R0054/2026-03-31/C003/SRC03/E01¶
Semantic override: models revert to pretrained defaults despite explicit prompt-level redefinitions.
URL: https://arxiv.org/html/2602.17520
Extract¶
Key findings from the semantic override research:
- Definition: Semantic override is "a model disregards or underweights an explicit prompt level redefinition such as a gate labeled 'NAND' behaving as AND"
- LLMs fail to perform "local unlearning" — the ability to temporarily suppress pretrained conventions in favor of context-specific rules
- Three frontier models achieved only 80-90% accuracy on a 30-item benchmark testing specification compliance
- Definition Override tasks showed the lowest accuracy (71-86%)
- These are "structured failures tied to specification noncompliance," often accompanied by "fluent, confident explanations that violate the stated constraints"

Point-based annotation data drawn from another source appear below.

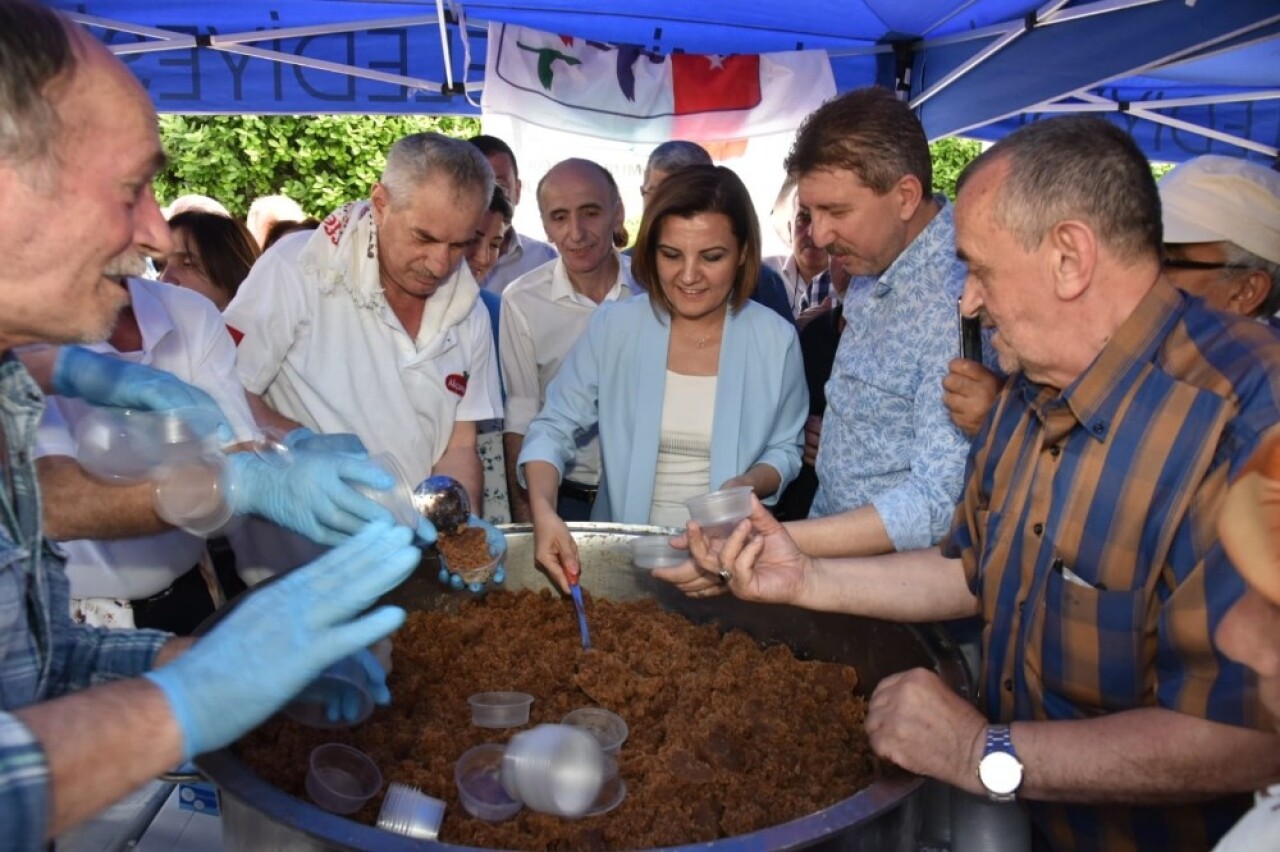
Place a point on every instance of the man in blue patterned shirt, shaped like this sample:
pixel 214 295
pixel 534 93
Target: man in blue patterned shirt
pixel 78 727
pixel 890 461
pixel 1087 534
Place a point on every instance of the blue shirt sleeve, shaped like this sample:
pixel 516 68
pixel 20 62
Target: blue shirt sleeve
pixel 23 787
pixel 85 656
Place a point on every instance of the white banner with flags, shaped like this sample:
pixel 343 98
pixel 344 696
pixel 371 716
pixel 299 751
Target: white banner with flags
pixel 626 94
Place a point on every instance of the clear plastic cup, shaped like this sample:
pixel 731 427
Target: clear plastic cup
pixel 608 728
pixel 654 552
pixel 499 709
pixel 311 706
pixel 479 778
pixel 407 810
pixel 720 512
pixel 124 445
pixel 397 499
pixel 192 495
pixel 341 779
pixel 554 769
pixel 483 572
pixel 612 791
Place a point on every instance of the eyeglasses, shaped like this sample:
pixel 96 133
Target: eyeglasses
pixel 1182 262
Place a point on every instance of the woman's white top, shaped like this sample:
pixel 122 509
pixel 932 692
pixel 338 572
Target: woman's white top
pixel 684 448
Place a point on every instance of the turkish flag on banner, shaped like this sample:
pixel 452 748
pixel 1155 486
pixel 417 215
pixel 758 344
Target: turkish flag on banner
pixel 712 83
pixel 627 94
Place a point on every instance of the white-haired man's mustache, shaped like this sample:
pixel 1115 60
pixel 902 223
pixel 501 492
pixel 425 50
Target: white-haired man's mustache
pixel 131 262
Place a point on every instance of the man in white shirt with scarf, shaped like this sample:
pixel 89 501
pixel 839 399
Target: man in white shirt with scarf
pixel 373 325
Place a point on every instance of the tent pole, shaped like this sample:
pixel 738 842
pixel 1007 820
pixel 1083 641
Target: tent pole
pixel 337 68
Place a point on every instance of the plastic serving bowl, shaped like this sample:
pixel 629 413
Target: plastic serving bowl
pixel 126 445
pixel 311 706
pixel 499 709
pixel 479 778
pixel 341 779
pixel 397 499
pixel 607 727
pixel 654 552
pixel 720 512
pixel 554 769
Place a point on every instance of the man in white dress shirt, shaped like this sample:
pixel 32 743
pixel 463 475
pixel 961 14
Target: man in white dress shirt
pixel 373 325
pixel 804 270
pixel 545 311
pixel 129 581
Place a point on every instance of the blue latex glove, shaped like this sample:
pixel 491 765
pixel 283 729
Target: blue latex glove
pixel 497 539
pixel 341 699
pixel 104 380
pixel 304 439
pixel 312 495
pixel 283 635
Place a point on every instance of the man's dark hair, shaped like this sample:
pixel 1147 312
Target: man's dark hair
pixel 1075 166
pixel 868 132
pixel 493 146
pixel 677 154
pixel 499 205
pixel 225 247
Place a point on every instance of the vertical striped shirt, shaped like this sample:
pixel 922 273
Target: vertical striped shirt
pixel 42 654
pixel 1087 530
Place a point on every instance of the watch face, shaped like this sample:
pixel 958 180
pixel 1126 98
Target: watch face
pixel 1000 773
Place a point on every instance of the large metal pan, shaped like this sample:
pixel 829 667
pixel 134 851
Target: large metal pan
pixel 882 818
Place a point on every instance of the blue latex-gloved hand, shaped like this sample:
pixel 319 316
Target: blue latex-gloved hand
pixel 283 635
pixel 104 380
pixel 342 700
pixel 314 494
pixel 497 544
pixel 304 439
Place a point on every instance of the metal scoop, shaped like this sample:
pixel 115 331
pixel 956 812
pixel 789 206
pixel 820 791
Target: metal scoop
pixel 443 502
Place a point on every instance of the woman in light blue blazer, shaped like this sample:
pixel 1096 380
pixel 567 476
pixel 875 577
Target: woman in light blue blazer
pixel 691 385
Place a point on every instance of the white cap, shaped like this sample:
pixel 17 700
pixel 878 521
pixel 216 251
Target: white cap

- The failures are not random hallucinations but systematic reversions to pretrained defaults
Relevance to Hypotheses¶
| Hypothesis | Relationship | Strength |
|---|---|---|
| H1 | Supports | Directly demonstrates the mechanism: models accept definitions/instructions then revert to default behavior. The "fluent, confident explanations that violate the stated constraints" maps directly to the claim's "agree that it's excellent, and then quietly skip half" |
| H2 | Supports | Could be interpreted as a technical limitation rather than helpfulness conflict |
| H3 | Contradicts | Clear experimental evidence that models do not reliably follow explicit instructions |
Context¶
The phrase "fluent, confident explanations that violate the stated constraints" is particularly relevant — it describes exactly the behavior the claim characterizes: acknowledging the instructions (fluently and confidently) while not actually following them.